In 2003, the Stormed hired Anne Donovan as their new coach. In spite of amazing performances by Jackson, who won the WNBA Most Valuable Player award, the team was unable to make it to the playoffs. This was largely due to the fact that Bird was injured for the majority of the season.
Picking it Up
After three rough seasons, the Storm was undoubtedly ready to turn things around. The team was finally able to post a winning record of twenty wins and fourteen losses, a franchise best. This great record brought them to the playoffs, where they squared off against the Minnesota Lynx, sweeping them in the first round.
In the second round, the Storm faced the Sacramento Monarchs.
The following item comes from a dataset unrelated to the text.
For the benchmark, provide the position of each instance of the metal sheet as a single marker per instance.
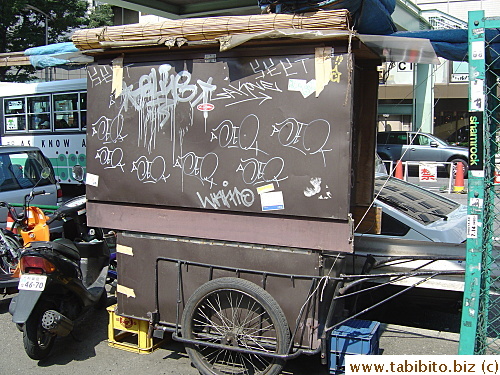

Though the Monarchs presented more of a challenge than the Lynx, the Storm was still victorious, winning two games to one. The next games were momentous for the Seattle Storm. The WNBA finals were a place the Storm had only dreamt about for the last four years, and in 2004 they were finally there.
In the finals, they faced the Connecticut Sun, who were certainly the most formidable opponent the Storm had seen that season. Still, they defeated the Sun two games to one, becoming for the first time in their history, the WNBA champions. This win also made Coach Anne Donovan the first female coach to ever lead a team to victory in the WNBA.
From 2005 to 2009, the Storm continued to contend for the WNBA championship tournament. However, in those four seasons they were unable to capture the championship again. This was due to some major roster changes, including the loss of Tully Bevilaqua and Sheri Sam in 2005, and the resignation of Anne Donovan in 2007.
In spite of a rough yet relatively successful four years, the Storm came out incredibly strong for the 2010 season. They were posted an amazing record of 28 wins and only 6 losses, a complete reversal from where they were at the team’s inception. Further, they posted an at home record of 17-0, the highest in WNBA history.
Then, in the playoffs, they swept each round, to again clinch the championship. This made them the first team in Seattle’s history to win two league titles.